Gaia Congelados Veganos oferece soluções práticas para pessoas veganas/ Reprodução: Arthur Paulino

Atualmente o Quintal Coletivo tem uma rede de cerca de 70 fornecedores associados, que incluem microempreendedores de bebidas e alimentos, apicultores, profissionais atuantes nos mercados de produtos para animais de estimação e reciclagem, entre outros.

Além disso, o Quintal visa apoiar principalmente produtores rurais de agricultura familiar, reconhecendo o seu papel para o desenvolvimento sustentável. Este é o caso da Granja Polo, um empreendimento que surgiu em um sítio familiar e, desde 2020, dedica-se à produção e comercialização de ovos de galinhas criadas de forma livre, sem gaiolas.

“Desde o início trabalhamos com o sistema free range que proporciona as galinhas expressarem seu comportamento natural, visando o bem-estar animal. Através das redes sociais, a Granja Polo se conectou ao Quintal Coletivo, que possui uma filosofia de trabalho que valoriza os produtores locais e uma comercialização mais sustentável”, comenta Juliana Polo, proprietária da Granja Polo.

O Instituto Brasileiro de Geografia e Estatística (IBGE) calcula que cerca de 70% dos alimentos que chegam às casas brasileiras vêm de produções familiares. De acordo com o levantamento, os cerca de 10,1 milhões de agricultores familiares são responsáveis por produzir 23% do Valor Bruto da Produção Agropecuária (VBP) nacional.

Impacto na economia local

Os ganhos não se limitam aos indivíduos envolvidos na transação de compra e venda, no Quintal Coletivo. Em vez disso, em consonância com o próprio nome, os benefícios são coletivos, impactando positivamente a sociedade como um todo. Isso porque os pequenos negócios impactam a economia local. Segundo um levantamento do Sebrae, 30% do Produto interno bruto (PIB) brasileiro é gerado pelas micro e pequenas empresas. Além disso, 72% dos empregos criados no país, no primeiro semestre de 2022, estavam concentrados nesse segmento.

A professora Silvia Angélica Carvalho, professora do Departamento de Engenharia Rural e Socioeconomia da Faculdade de Ciências Agronômicas da Unesp de Botucatu, salienta que os pequenos negócios contribuem com o desenvolvimento da economia local.

“A partir do momento que este produtor consegue se estabelecer e fazer a ponte entre a oferta de alimentos e o cliente final, ele consegue gerar emprego, arrecadar impostos para a cidade e melhorar sua própria condição de vida e da família”.

Silvia Angélica Carvalho, professora do Departamento de Engenharia Rural e Socioeconomia da Faculdade de Ciências Agronômicas da Unesp de Botucatu

O Quintal Coletivo opera na construção dessa ponte entre os microempreendedores e os clientes. “Por que não consumir de quem está do meu lado?

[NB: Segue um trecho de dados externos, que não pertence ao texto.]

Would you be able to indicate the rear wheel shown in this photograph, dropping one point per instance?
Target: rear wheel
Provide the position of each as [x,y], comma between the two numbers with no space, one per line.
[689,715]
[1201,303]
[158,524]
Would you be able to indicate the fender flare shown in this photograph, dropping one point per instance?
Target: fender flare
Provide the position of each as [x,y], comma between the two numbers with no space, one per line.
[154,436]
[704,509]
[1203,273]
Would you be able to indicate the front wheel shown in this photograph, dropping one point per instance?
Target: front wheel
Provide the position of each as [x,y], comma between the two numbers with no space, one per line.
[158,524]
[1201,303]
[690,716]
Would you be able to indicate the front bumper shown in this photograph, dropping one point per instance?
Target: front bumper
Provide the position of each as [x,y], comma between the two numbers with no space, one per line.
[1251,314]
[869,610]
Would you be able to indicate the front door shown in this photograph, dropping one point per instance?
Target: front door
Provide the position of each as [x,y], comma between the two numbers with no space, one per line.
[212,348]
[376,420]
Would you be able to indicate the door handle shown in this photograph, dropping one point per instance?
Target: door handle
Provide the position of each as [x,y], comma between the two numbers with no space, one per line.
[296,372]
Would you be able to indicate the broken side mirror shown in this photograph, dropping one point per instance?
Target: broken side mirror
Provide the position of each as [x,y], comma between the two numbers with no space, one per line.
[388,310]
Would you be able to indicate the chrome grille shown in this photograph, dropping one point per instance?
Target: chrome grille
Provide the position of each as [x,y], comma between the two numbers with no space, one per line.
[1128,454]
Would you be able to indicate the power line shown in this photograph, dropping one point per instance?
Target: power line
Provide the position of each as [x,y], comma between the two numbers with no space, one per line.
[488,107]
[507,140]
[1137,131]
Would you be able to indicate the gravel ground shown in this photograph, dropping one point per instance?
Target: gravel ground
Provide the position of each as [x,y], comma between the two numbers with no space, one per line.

O Quintal quer fazer justamente este negócio local chegar em pessoas da região. O apoio à economia local vem nesse sentido de fazer o dinheiro ficar na cidade, elevar o nível de desenvolvimento e dar voz aos produtores”, ressalta a proprietária do Quintal Coletivo, Isabelle Ebener.

Ecossistema de inovação

A professora Silvia Angélica destaca o papel crucial dos empreendedores ao injetar dinamismo em diversos mercados, especialmente o de alimentos frescos e perecíveis, como a maioria dos itens oferecidos pelo Quintal Coletivo. O empreendedorismo de Isabelle Ebener e Ana Carolina Basseto não apenas conecta outros empreendedores, mas também enriquece o cenário empreendedor de Botucatu e região.

Daniel Lopes, diretor do Parque Tecnológico de Botucatu, instituição que integra o poder público, as universidades e a iniciativa privada para promover a inovação na cidade, considera iniciativas empreendedoras como a do Quintal Coletivo fundamentais para o ambiente de inovação local.

Ele destaca: “O Quintal Coletivo não apenas impulsiona a economia local, mas também promove práticas sustentáveis e inovadoras que servem de exemplo para outras empresas e startups da região”.

As fundadoras do Quintal Coletivo compartilham desta visão, pois aspiram a expandir seu modelo de negócio para outras regiões do estado de São Paulo e até mesmo para todo o Brasil. Dessa maneira, será possível aumentar a rede de impacto desse padrão de consumo e estabelecer a valorização da produção de outras localidades.